Operação prende suspeitos de movimentar R$ 4,8 milhões com golpes via Pix em quatro Estados

Grupo usava páginas falsas de bancos digitais para aplicar golpes eletrônicos e realizar transferências fraudulentas em Goiás, Tocantins, Maranhão e Mato Grosso
Grupo usava páginas falsas de bancos digitais para aplicar golpes eletrônicos e realizar transferências fraudulentas em Goiás, Tocantins, Maranhão e Mato Grosso. Foto: PCGO.
Grupo usava páginas falsas de bancos digitais para aplicar golpes eletrônicos e realizar transferências fraudulentas em Goiás, Tocantins, Maranhão e Mato Grosso. Foto: PCGO.

Uma operação da Polícia Civil deflagrada na manhã desta quarta-feira (20) cumpriu mandados em Goiás, Tocantins, Mato Grosso e Maranhão contra suspeitos de integrarem um esquema de golpes eletrônicos envolvendo transferências fraudulentas e Pix ilegais. Segundo as investigações, o grupo teria movimentado cerca de R$ 4,8 milhões com as fraudes.

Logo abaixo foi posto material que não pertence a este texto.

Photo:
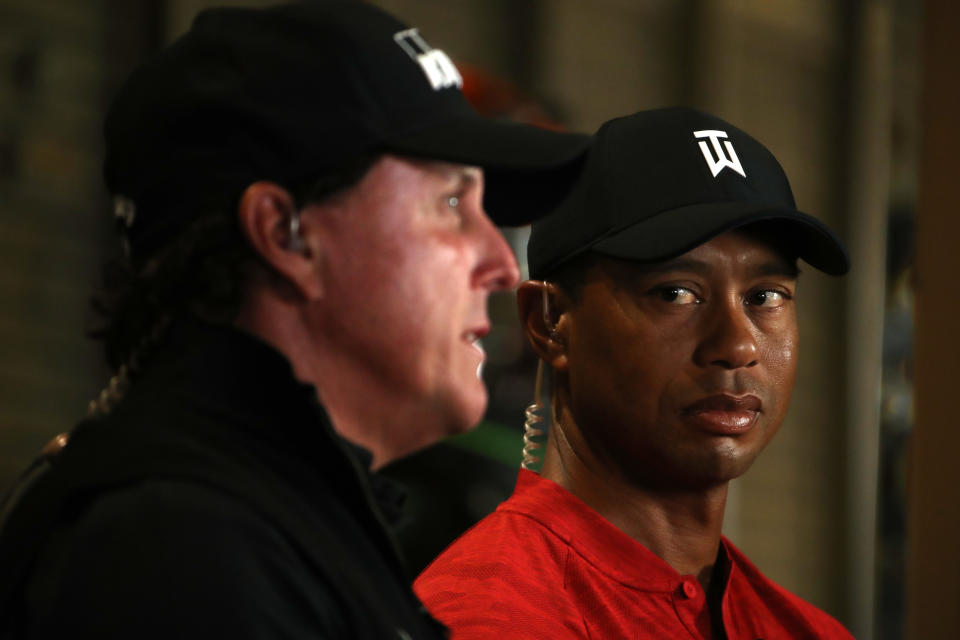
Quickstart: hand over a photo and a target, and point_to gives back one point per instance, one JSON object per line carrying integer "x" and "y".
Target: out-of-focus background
{"x": 855, "y": 504}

Ao todo, foram cumpridos 11 mandados de prisão preventiva e determinado o bloqueio de mais de R$ 1,9 milhão em bens e valores ligados aos investigados. Os nomes dos suspeitos não foram divulgados pela polícia.

Como funcionava o golpe

De acordo com a investigação, o grupo utilizava páginas falsas de instituições financeiras digitais impulsionadas por anúncios pagos em plataformas de buscas na internet. Dessa forma, os links fraudulentos apareciam entre os primeiros resultados exibidos aos usuários.

Segundo a delegada Bárbara Butinni, as vítimas acessavam os sites acreditando serem páginas oficiais e acabavam inserindo dados bancários e informações de autenticação. “A vítima clicava naquele link e aquela página oferecia ofertas melhores. A vítima validava os dados de QR Code e, nesse momento, havia o sequestro da sessão”, explicou a delegada em entrevista ao jornal O Popular.

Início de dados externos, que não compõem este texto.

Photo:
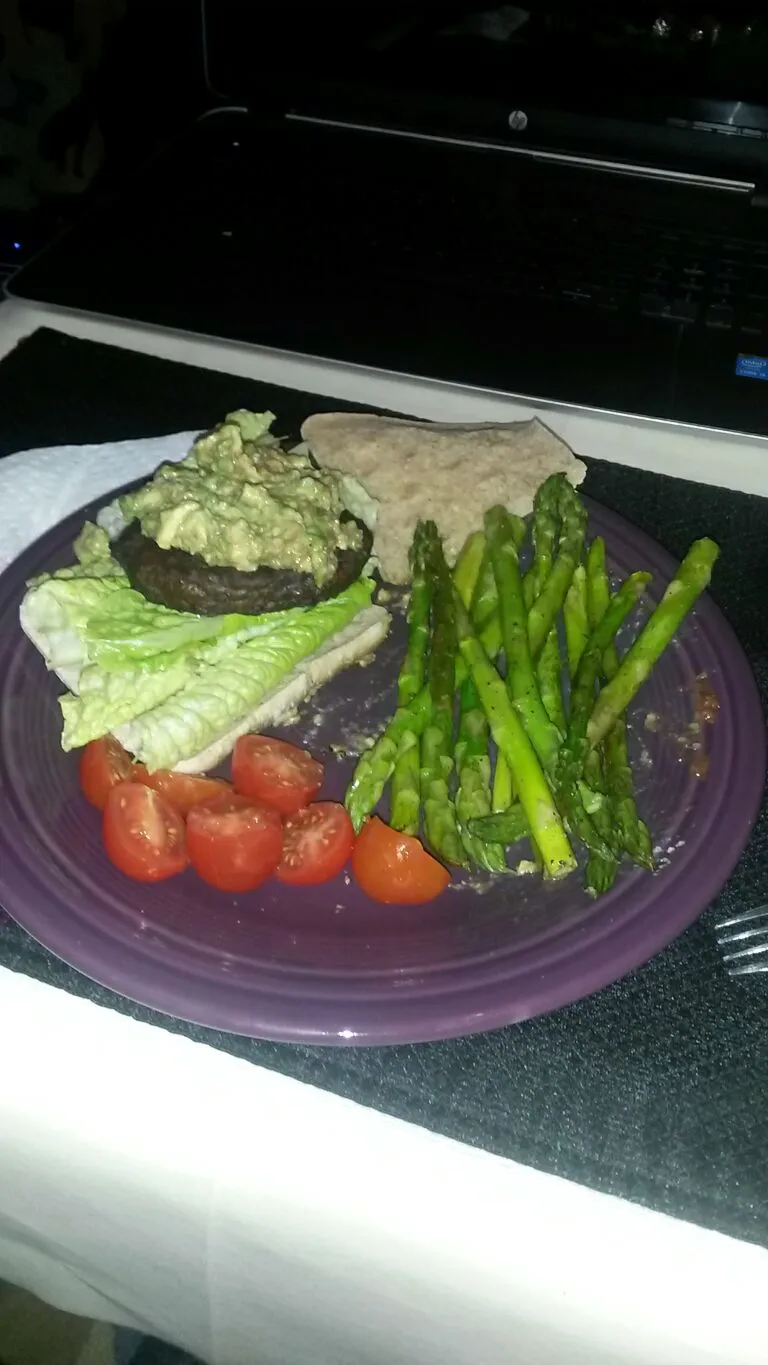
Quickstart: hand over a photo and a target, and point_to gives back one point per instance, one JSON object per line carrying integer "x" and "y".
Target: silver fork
{"x": 744, "y": 942}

A técnica utilizada pelo grupo é conhecida como “session hijack” (sequestro de sessão), prática em que criminosos capturam credenciais de acesso para entrar nas contas reais das vítimas e realizar transferências fraudulentas.

Grupo fez ao menos 18 vítimas

Segundo a Polícia Civil, o esquema fez pelo menos 18 vítimas. A investigação aponta ainda que três dos suspeitos presos nesta quarta-feira já haviam sido denunciados pelo mesmo tipo de crime em 2022, no Tocantins. Os investigados podem responder por invasão de dispositivo informático, furto mediante fraude eletrônica, organização criminosa e lavagem de dinheiro.

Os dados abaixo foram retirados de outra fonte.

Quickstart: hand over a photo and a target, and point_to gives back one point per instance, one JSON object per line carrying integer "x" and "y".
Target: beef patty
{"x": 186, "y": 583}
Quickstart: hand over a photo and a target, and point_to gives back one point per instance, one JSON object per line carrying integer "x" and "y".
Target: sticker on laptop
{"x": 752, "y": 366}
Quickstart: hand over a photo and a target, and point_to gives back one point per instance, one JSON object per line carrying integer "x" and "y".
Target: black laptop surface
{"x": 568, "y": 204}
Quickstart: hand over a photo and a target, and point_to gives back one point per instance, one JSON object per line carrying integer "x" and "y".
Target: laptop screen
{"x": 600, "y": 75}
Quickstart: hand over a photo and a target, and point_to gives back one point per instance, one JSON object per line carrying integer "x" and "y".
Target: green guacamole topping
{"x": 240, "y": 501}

Prisões por tráfico durante operação

Além das prisões preventivas relacionadas aos golpes eletrônicos, outras duas pessoas foram presas em flagrante por tráfico de drogas e associação para o tráfico. De acordo com a polícia, cerca de 10 quilos de maconha foram apreendidos durante a operação, elevando para 13 o número total de presos na ação.